Le PE salue l'accord des Vingt-huit, mais reste prudent

Bruxelles, 22/02/2016 (Agence Europe) - Les principaux groupes politiques du Parlement européen ont accueilli favorablement l'accord trouvé, vendredi 19 février, sur les contours d'une appartenance renouvelée du Royaume-Uni à l'Union européenne, contours qui seront soumis à référendum jeudi 23 juin (EUROPE 11495). Mais ils se sont montrés prudents, signalant qu'il convenait d'analyser les détails de cet accord.

« Là où il y a de la lumière, il y a aussi de l'ombre », a commenté le chef de file du groupe PPE, l'Allemand Manfred Weber. « Nous soutenons l'accord mais nous allons regarder les détails avant de faire une évaluation finale. Dans tous les cas, nous contribuerons à l'adoption rapide par le Parlement européen des aspects législatifs de l'accord », a-t-il assuré. Et d'ajouter: « Le Royaume-Uni appartient à l'UE et devrait rester à bord. En concluant cet accord, notre cible était une Europe meilleure. Les États membres ont prouvé qu'ils peuvent agir ensemble et trouver des solutions ».

Le PE agira en tant que co-législateur pour la mise en place de la clause de sauvegarde qui permettra à Londres de limiter le versement des prestations sociales aux travailleurs migrants arrivant au Royaume-Uni. Le 16 février, le Premier ministre britannique, David Cameron, était allé à la rencontre des principales forces politiques du PE pour s'assurer justement de leur appui à ce texte législatif que la Commission proposerait en cas de victoire du camp prônant un maintien du Royaume-Uni dans l'UE (EUROPE 11491).
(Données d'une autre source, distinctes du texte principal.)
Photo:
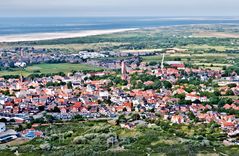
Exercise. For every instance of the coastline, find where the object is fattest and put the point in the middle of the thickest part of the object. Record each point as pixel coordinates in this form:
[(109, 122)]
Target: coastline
[(58, 35)]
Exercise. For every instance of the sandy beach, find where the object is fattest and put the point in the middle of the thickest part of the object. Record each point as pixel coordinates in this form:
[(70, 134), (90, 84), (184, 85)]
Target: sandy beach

Le président du groupe S&D, l'Italien Gianni Pittella, est d'avis que le défi réel ne fait que commencer. « Nous devrions faire notre possible pour persuader les citoyens britanniques qu'il n'existe aucune raison concrète ni rationnelle à quitter l'UE. Il est évident qu'en termes d'emplois, de sécurité et de droits, le Royaume-Uni et les Britanniques sont mieux lotis au sein de l'UE », a-t-il considéré. Il a fait part de sa satisfaction à ce que le Royaume-Uni ne dispose pas d'un droit de veto lui permettant d'empêcher toute union plus étroite et toute intégration économique ultérieure.
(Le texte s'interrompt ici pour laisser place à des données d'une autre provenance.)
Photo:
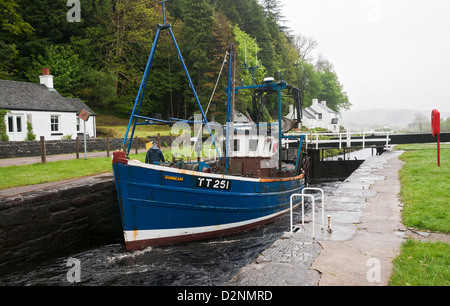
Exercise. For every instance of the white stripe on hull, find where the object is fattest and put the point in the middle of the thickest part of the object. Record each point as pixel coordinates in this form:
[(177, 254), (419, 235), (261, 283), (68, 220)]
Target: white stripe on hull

Pour le Parti socialiste européen (PSE), l'accord entre le Royaume-Uni et l'UE offre des bases solides pour « poursuivre nos politiques communes », dans un communiqué. Néanmoins, « après avoir examiné le projet final, le PSE s'inquiète que le principe de libre circulation ait été contesté et qu'en outre, l'égalité des citoyens européens devant la loi ait été touchée », a estimé le parti, jugeant « perturbante » cette volonté du Royaume-Uni de rogner sur les droits des travailleurs migrants européens installés sur son territoire. Au nom du PSE, Sergei Stanishev a souligné que la « non-discrimination (était) non seulement une valeur fondamentale de l'UE mais une pré-condition pour la démocratie ».

Le groupe ADLE a également salué l'accord, estimant qu'il confortait la certitude que « le Royaume-Uni n'est plus lié à une Union toujours plus étroite ou à davantage d'intégration politique, tout en permettant à ceux qui veulent s'intégrer davantage de le faire ». « Le Royaume-Uni aura un statut spécial, c'est historique », a-t-il lancé.

Changement de traité ? De l'avis de plusieurs leaders européens, l'accord intergouvernemental du Conseil européen ne nécessite pas de changement des Traités actuels mais, paradoxalement, la substance de cet accord avec Londres pourrait être intégrée aux futurs Traités.

Le libéral belge Guy Verhofstadt a d'emblée jugé que le PE devait maintenant « étroitement considérer la nécessité d'un changement de Traité, afin que ces réformes et les autres puissent être formalisées ». L'UE « a besoin d'un changement de Traité pour approfondir l'UE et lui donner les instruments pour faire face aux multiples crises », a-t-il indiqué. Le groupe ADLE militera pour le 'oui' au référendum.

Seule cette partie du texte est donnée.